# Horizontal Cases / Media PC



## TonyStark (Aug 19, 2008)

I'm looking for a horizontal case that I can use for my Media PC. It will be used to watch blu-ray, play games, etc. Gonna hook it up to my TV (52" 1080p) and stereo system. The case needs to accommodate a high end graphics card as well. 

Any suggestions?


----------



## Mussels (Aug 19, 2008)

high end graphics + 'horizontal' cases (aka half height) is not going to happen.

Before you even start looking at cases, decide what hardware you want - if you want an 8800GT or something, find a case that will fit it.


----------



## DrunkenMafia (Aug 19, 2008)

I am building myself a media pc atm and have been looking at a lot of cases from silverstone.  They are pretty nice, particularly the lc20m

http://www.silverstonetek.com/products/p_contents.php?pno=lc20

they sell a whole range of nice media cases.


----------



## Jeno (Aug 19, 2008)

i think the galaxy 9600gt 55nm can fit in a half height... but thats not exactly max performance.
i to want a flat case so im building one


----------



## NeoCrisis (Aug 19, 2008)

Mussels said:


> high end graphics + 'horizontal' cases (aka half height) is not going to happen.
> 
> Before you even start looking at cases, decide what hardware you want - if you want an 8800GT or something, find a case that will fit it.

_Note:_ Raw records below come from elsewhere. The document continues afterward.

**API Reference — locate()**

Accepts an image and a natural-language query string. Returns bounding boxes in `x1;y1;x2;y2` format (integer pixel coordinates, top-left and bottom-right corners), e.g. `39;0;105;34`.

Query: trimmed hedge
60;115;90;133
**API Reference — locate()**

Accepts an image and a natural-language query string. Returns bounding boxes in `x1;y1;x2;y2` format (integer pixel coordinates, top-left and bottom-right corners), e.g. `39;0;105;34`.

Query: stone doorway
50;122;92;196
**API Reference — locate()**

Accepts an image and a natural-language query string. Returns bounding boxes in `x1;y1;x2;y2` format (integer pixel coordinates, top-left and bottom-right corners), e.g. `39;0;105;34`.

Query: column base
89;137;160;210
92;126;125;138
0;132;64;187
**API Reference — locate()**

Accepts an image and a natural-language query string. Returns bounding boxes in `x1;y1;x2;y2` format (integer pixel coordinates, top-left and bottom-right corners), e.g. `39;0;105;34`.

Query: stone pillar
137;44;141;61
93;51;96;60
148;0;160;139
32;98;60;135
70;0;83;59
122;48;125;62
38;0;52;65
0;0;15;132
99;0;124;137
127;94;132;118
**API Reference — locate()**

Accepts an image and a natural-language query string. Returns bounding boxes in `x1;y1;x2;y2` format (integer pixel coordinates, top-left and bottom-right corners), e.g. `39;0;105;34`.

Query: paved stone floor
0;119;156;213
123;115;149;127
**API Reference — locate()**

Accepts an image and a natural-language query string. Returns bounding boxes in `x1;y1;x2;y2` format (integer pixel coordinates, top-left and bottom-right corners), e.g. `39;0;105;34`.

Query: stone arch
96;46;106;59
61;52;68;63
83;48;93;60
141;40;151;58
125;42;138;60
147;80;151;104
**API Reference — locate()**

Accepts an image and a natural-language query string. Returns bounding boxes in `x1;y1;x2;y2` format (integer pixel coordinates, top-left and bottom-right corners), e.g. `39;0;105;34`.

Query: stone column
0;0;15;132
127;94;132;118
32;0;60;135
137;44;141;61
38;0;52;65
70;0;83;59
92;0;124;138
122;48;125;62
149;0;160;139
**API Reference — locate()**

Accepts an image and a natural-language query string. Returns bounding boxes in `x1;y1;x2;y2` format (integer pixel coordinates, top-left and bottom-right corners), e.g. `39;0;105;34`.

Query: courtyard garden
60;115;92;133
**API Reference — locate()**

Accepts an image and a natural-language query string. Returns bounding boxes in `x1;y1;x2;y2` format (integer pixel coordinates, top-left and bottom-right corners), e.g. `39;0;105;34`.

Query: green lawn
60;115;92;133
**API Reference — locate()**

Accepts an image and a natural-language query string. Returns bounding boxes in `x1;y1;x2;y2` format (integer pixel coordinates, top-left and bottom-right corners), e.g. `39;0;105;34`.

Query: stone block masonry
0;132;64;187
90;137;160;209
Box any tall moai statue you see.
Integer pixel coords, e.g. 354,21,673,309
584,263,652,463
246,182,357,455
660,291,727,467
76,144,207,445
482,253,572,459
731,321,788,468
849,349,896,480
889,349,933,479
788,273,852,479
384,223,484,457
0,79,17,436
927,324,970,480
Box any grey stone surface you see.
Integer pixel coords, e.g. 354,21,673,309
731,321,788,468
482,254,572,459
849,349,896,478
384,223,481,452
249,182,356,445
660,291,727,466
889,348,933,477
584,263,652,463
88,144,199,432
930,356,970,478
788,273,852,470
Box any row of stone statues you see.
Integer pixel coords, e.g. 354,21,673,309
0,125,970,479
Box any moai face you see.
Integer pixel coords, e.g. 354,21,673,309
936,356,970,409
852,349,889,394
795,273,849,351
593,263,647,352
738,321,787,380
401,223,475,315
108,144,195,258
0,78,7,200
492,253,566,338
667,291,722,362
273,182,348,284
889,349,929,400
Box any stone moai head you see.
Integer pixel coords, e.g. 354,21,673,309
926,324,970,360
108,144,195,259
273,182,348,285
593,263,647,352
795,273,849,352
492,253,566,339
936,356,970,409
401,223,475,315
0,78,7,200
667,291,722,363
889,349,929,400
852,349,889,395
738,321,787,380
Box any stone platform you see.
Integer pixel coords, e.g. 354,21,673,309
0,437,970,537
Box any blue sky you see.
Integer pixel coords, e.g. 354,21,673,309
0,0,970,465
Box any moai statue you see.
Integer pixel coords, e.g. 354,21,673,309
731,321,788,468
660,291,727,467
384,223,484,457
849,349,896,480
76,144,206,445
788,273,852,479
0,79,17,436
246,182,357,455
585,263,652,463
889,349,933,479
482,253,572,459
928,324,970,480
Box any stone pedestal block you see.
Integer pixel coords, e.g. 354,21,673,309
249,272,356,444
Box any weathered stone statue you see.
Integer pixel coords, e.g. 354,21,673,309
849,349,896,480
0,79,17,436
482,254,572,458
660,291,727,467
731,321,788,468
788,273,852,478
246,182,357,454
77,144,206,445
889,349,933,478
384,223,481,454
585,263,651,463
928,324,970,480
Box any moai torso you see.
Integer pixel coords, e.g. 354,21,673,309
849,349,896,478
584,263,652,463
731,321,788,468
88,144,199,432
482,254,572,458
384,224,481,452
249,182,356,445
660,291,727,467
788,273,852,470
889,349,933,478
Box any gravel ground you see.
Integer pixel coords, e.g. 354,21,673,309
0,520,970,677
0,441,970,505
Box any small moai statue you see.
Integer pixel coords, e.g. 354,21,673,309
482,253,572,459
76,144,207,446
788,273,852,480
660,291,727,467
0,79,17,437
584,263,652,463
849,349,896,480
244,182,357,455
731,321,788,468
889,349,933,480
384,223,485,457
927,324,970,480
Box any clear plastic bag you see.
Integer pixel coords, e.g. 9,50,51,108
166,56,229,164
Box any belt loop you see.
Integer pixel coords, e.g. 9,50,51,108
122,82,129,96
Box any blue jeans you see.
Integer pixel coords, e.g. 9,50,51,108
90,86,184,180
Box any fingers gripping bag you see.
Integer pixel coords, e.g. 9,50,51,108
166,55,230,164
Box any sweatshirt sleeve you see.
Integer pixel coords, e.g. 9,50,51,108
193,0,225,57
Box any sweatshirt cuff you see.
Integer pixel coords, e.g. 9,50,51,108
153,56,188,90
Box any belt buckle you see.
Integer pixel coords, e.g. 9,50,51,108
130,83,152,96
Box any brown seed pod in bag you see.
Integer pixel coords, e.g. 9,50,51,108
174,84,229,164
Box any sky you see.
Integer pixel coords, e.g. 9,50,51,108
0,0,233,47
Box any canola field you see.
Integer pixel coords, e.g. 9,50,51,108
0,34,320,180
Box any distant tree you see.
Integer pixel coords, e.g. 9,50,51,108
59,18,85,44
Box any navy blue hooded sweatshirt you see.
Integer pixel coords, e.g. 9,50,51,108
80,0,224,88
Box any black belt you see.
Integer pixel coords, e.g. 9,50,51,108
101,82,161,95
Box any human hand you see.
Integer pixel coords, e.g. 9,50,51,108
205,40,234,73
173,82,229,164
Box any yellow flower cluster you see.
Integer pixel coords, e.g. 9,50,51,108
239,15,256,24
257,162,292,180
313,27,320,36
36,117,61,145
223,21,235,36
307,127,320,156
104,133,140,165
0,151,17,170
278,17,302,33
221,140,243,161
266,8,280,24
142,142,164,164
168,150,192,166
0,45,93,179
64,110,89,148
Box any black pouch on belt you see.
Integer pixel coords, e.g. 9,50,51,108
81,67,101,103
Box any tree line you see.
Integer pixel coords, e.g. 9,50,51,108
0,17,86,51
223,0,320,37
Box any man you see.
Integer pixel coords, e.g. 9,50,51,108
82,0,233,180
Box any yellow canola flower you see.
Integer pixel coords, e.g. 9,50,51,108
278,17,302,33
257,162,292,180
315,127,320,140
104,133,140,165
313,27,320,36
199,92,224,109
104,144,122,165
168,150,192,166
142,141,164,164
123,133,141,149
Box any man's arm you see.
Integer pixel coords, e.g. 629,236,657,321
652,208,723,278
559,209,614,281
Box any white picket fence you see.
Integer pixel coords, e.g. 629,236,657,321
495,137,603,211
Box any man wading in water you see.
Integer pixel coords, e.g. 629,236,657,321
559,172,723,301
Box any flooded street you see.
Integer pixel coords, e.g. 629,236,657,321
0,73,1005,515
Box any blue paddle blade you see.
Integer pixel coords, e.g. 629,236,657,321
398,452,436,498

Theres LOTS of HTPC cases that will fit full size ATX mobo and standard pci slot video cards.
Almost all of Silverstone htpc cases will and a few of the TT but all are $100+

If you want one thats under $100 Apevia has one for $70


----------



## Mussels (Aug 19, 2008)

NeoCrisis said:


> Theres LOTS of HTPC cases that will fit full size ATX mobo and standard pci slot video cards.
> Almost all of Silverstone htpc cases will and a few of the TT but all are $100+
> 
> If you want one thats under $100 Apevia has one for $70



you're talking to a guy with an 8800GTX in a micro rig. try and pay attention...

He wants a case that LIES ON ITS SIDE. There are VERY few full height cases that do this.

you found and linked pics to one -, thanks for that. the concern is does he want a half height or not, as i got the implication he does.


----------